As the fight over aid to Ukraine continues in Washington — and in the European Union, where Hungary just blocked a €50bn Ukraine aid package — political veterans in the West are working to remind voters, and their reluctant elected officials, that Russian leader Vladimir Putin is an authoritarian whose annexations in Ukraine violate, and mock, international law.
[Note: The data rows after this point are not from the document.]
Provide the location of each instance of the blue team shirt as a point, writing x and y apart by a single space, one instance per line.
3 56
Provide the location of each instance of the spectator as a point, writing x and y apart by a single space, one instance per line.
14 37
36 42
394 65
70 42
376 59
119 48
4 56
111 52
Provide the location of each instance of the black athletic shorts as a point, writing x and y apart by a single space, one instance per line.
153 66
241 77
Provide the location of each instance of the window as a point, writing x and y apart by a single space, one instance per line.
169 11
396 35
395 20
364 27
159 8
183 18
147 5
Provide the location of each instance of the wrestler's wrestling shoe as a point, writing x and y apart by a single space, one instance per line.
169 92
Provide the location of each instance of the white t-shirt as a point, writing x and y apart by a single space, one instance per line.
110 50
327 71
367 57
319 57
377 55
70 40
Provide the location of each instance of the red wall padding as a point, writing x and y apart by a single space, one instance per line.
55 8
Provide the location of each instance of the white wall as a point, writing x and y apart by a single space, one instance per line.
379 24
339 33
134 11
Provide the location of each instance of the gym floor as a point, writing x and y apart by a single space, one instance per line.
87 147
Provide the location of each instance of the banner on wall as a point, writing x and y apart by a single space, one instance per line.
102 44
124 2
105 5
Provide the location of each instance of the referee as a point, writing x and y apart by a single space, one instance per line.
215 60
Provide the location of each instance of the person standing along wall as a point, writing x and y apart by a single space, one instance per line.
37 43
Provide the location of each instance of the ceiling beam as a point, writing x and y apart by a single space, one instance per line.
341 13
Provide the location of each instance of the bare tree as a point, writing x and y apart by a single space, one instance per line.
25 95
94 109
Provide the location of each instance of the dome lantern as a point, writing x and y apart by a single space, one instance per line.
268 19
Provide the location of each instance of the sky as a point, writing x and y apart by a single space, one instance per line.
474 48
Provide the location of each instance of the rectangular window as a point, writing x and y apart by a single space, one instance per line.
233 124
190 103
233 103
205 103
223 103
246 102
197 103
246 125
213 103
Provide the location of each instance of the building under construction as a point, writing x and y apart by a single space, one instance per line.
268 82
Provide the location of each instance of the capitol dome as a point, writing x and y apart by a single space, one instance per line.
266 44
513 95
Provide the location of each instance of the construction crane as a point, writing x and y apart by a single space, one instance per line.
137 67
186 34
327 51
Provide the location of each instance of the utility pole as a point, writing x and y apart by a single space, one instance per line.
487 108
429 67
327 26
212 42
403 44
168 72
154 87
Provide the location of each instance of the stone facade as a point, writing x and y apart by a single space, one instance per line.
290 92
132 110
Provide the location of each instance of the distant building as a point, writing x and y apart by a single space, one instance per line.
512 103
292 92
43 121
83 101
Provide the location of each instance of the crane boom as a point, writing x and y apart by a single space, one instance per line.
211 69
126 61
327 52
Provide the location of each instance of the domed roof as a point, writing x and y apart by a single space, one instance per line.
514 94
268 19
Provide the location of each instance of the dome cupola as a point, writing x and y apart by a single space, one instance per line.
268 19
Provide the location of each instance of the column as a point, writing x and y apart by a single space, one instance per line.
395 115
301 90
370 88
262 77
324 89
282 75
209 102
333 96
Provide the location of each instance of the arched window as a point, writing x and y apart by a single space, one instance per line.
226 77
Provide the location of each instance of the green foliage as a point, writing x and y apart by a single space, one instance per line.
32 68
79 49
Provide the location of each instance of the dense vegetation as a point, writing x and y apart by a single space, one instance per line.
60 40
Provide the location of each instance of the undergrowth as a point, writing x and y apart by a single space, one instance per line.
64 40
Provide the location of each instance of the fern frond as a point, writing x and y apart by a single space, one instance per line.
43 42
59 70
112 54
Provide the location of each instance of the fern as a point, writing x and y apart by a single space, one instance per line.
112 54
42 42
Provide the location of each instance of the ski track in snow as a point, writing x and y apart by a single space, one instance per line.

For Ukraine supporters, portraying Putin as a manifest threat to global democracy is an essential aspect of ensuring that Ukraine support doesn’t evaporate on the sands of domestic divisions in the American political moment. With the House GOP leading the movement to handicap America’s Ukraine support, Republicans in the Senate like Lindsey Graham (R-SC), Mitt Romney (R-UT), and Mitch McConnell (R-KY) continue to align with the Biden administration’s contention that Ukraine aid is both necessary and effective.
[NOTE: Ret. Admiral James Stavridis recently relayed how 90% of Ukraine aid finds its way back to American defense contractors and a recent CNN report estimates “Russia has lost 87% of the ground troops it had before its war on Ukraine, and two thirds of its tanks” — all without American boots on the ground. After Russia issued a warrant for his arrest, Sen. Graham called U.S. assistance to Ukraine “the best money we’ve ever spent.”]
Yet with GOP presidential frontrunner Donald Trump having characterized his relationship with Putin as friendly and cooperative, Russia hawks — especially on the Republican side — have been working double-time not just to justify the aid as pragmatic, but to make a moral case by painting Putin as a bloodthirsty despot, with Russia’s defeat presented as a necessity for U.S. national security.
On NBC’s Meet the Press last Sunday, Romney was asked to respond to the growing number of Republicans who have said they are opposed to writing what they say is a blank check to Ukraine — and he responded by addressing the money, but also by calling Putin a homicidal thug.
Romney said: “Well, we’re not going to write a blank check. We’re going to evaluate exactly how the money is spent. What we’re going to do is provide Ukraine with the weapons they need to defend themselves against a brutal invasion by Putin, who is a thug and a murderer. So, that’s what we’re going to do.”
Romney warned: “If Putin thinks he can invade his neighbor with impunity,” and the U.S. stops its support of Ukraine, “he’s not going to stop (with Ukraine) and he’s going to go into a NATO nation that’s going to draw NATO and our troops into war with Russia.”
Romney says if the U.S. stops providing Ukraine with the weapons it needs to defend itself from Russia, “Anything other than that would be a huge dereliction of our responsibility to global democracy.”